Figure 4:Knockdown of miR-16 enhanced Ang II activated cell proliferative pathways.
A. Cell cycle proteins in VSMCs transduced with lentiviral anti-miR-16 and control vectors were examined using Western blot following Ang II treatment for 12 and 24 h.
B. Two cellular survival pathways ERK1/2 and p38 in VSMCs transduced with lentiviral anti-miR-16 and control vectors were examined by Western blot following Ang II treatment (*p<0.05;**p<0.01).

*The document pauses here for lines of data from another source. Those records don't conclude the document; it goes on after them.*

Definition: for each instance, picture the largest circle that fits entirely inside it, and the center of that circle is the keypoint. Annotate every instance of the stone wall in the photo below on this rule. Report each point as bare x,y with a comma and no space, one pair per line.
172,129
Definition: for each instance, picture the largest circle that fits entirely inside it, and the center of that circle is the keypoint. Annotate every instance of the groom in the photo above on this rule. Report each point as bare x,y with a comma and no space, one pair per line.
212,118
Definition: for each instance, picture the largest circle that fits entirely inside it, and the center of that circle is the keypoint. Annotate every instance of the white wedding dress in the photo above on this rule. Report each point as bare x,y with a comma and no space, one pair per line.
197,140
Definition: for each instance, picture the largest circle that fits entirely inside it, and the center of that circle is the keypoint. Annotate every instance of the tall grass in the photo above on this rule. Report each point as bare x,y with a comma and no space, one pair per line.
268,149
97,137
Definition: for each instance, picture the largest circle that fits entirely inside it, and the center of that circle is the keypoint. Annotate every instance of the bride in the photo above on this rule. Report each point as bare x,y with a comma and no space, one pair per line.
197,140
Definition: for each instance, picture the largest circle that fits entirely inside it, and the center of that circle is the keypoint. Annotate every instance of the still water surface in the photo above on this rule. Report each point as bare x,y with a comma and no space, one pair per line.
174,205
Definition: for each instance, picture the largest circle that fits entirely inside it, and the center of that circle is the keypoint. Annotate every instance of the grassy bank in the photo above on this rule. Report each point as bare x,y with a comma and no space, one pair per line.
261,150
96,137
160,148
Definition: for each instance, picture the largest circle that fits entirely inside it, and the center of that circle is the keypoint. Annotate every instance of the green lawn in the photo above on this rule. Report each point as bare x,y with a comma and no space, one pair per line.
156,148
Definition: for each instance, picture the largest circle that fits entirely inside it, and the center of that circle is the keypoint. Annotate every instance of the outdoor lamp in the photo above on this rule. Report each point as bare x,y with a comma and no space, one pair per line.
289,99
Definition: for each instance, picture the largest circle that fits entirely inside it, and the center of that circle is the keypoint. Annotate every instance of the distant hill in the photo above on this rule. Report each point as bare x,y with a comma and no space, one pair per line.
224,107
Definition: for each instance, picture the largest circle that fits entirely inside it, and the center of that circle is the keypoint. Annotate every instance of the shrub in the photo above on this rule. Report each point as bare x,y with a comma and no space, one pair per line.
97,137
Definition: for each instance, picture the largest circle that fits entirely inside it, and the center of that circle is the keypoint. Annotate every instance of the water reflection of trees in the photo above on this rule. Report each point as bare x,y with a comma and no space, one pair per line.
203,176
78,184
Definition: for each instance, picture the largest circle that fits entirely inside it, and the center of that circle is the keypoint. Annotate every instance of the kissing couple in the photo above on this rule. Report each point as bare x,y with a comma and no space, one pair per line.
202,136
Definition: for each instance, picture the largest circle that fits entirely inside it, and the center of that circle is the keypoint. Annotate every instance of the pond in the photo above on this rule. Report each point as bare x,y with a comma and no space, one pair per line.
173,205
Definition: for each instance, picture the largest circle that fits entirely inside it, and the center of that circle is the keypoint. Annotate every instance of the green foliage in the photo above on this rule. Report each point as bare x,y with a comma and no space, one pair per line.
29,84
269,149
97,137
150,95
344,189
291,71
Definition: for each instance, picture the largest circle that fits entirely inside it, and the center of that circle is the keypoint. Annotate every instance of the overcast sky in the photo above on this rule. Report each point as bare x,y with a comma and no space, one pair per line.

It is well known that Ang II promotes VSMC growth by activating cellular survival pathways. We showed that knockdown of miR-16 enhanced the cellular proliferative signaling pathways ERK1/2 and p38, suggesting that miR-16 functions by antagonizing Ang II signaling in VSMCs. In our recent studies, we generated transgenic rats expressing miR-15b/16-2 cluster and found that overexpression of miR-15b/16-2 attenuates Ang II induced hypertension and also resulted in reduced vascular reactivity induced by vasoconstrictor phenylephrine and endothelial-1. Both EKR1/2 and p38 pathways were attenuated in the thoracic aorta of 15b/16-2 in transgenic rats (Data not shown). Our data demonstrated that knockdown of miR-16 enhanced the VSMC proliferative signaling induced by Ang II.
In summary, our study demonstrated that miR-16 was a key regulator of VSMC growth and migration and involved in Ang II mediated cell signaling in VSMCs. Overexpression of miR-16 is a novel approach in treating VSMC vascular diseases by inhibiting VSMC proliferation.
This project was supported by awards HL095957 and HD061420 to J. Yue from NHLBI, the Eunice Kennedy Shriver National Institute of Child Health and Human Development and also American Heart Association (15GRNT25000015).